KMeans DTW: Inertia increases with more clusters

tslearn-team / tslearn

The machine learning toolkit for time series analysis in Python

https://tslearn.readthedocs.io

BSD 2-Clause "Simplified" License

2.88k stars 336 forks source link

KMeans DTW: Inertia increases with more clusters #306

Open WhiteLin3s opened 3 years ago

WhiteLin3s commented 3 years ago

Hey there,

I've got the following problem: I'm trying to identify the optimal number of clusters for my data. Therefore I run the KMeans (DTW) algorithm with different values for "n_clusters", while not changing any other parameter or my data.

I focus on the inertia value and use the "elbow method" to identify the optimal number of clusters. I would expect inertia to decrease every time, when I increase "n_clusters" ceteris paribus. But at some steps, inertia seems to increase even though I use more clusters. I already tried playing around with the paramters, like setting a random seed, varying the initialization of the clusters etc. But I can't manage to get a strictly decreasing inertia value.

Is there an explanation for this behaviour? Does it have sth. to do with the DTW method and Barycenter Clustering? I'm new to time series clustering and would appreciate any help, since I use this package for my ongoing thesis.

Thanks in advance & Greetings!

rtavenar commented 3 years ago

Hi @WhiteLin3s and thanks for your question,

One possible explanation is related to initialization: the methods involved are known to converge to local minima, hence it is possible that this causes the non-decreasing behaviour you observe. To alleviate this, you could probably define the initial barycenters for n_clusters=k+ as the final ones from n_clusters=k plus one randomly positionned centroid: in this case, you should always observe that a larger number of cluster decreases the kmeans cost.

Best regards, Romain

WhiteLin3s commented 3 years ago

Hey @rtavenar,

thank you very much for the clear explanation and suggestion how to fix the problem. Sounds like this should work, will definitely try it out later!

Best regards

tatianameleshko commented 3 years ago

Having the same issue, can you please provide code example how to initialize barycenters for n_clusters=k+ as the final ones from n_clusters=k plus one randomly positionned centroid? Should we use "init" parameter with "clustercenters " attribute?
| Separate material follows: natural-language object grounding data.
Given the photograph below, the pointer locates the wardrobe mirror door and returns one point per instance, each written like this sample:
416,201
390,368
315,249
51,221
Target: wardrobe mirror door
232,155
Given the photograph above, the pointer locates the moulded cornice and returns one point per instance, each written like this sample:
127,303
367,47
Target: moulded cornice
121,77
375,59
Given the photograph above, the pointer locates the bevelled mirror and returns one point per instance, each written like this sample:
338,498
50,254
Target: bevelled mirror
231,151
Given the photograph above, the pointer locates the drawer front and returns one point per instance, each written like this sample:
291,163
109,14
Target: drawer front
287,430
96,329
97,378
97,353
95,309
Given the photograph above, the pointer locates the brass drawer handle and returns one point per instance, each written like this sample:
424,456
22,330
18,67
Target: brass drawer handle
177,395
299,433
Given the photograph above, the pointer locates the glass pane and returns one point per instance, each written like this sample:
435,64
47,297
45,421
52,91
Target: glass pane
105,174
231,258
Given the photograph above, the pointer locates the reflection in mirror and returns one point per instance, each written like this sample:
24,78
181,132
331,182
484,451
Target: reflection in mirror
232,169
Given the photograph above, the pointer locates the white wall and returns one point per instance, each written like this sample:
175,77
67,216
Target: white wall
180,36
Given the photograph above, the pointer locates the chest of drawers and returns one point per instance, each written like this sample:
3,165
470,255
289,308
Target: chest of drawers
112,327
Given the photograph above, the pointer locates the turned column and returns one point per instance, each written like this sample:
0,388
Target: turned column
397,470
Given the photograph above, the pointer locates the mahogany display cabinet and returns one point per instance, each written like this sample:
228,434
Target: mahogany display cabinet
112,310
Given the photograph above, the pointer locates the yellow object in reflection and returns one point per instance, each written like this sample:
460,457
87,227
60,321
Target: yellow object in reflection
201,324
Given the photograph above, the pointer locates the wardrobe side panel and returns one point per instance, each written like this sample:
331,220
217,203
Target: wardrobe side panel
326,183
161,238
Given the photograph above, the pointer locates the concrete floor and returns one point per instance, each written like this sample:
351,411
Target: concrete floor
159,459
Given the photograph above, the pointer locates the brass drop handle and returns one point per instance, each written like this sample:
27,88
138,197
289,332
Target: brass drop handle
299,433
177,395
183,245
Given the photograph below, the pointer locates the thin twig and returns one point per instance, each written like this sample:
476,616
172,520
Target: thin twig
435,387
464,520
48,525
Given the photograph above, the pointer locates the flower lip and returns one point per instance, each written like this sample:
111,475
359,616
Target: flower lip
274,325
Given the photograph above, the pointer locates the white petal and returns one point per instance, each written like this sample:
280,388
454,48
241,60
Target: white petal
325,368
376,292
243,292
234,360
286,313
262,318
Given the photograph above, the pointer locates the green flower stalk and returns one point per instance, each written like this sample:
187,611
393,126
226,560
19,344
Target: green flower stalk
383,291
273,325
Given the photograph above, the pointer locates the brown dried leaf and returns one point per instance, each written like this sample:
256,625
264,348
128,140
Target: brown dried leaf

Thank you

rtavenar commented 3 years ago

I would do something like this:

from tslearn.clustering import TimeSeriesKMeans
from tslearn.datasets import CachedDatasets
from tslearn.utils import to_time_series_dataset
import numpy

X = CachedDatasets().load_dataset("Trace")[0]

models = []
km = TimeSeriesKMeans(n_clusters=2, metric="dtw", max_iter=10)
km.fit(X)
models.append(km)

for k in range(3, 6):
    idx_new_center = numpy.random.choice(X.shape[0])
    barycenters_init = numpy.vstack((models[-1].cluster_centers_, X[numpy.newaxis, idx_new_center]))
    km = TimeSeriesKMeans(n_clusters=k, metric="dtw", max_iter=10, init=barycenters_init)
    km.fit(X)
    models.append(km)

for km in models:
    print(km.inertia_)

tatianameleshko commented 3 years ago

Thank you! It works with "dtw", for "softdtw" - still seeing increasing trend, but its fine for me - just switched to "dtw".

zhouchengcom commented 3 years ago

Is there a code example for identify the optimal number of clusters ？thinks @tatianameleshko

GillesVandewiele commented 3 years ago

You can use this but replace the sklearn KMeans & silhouette score by those of tslearn.

https://scikit-learn.org/stable/auto_examples/cluster/plot_kmeans_silhouette_analysis.html#sphx-glr-auto-examples-cluster-plot-kmeans-silhouette-analysis-py

Basically: try different k's and measure the silhouette_score. Take the best one.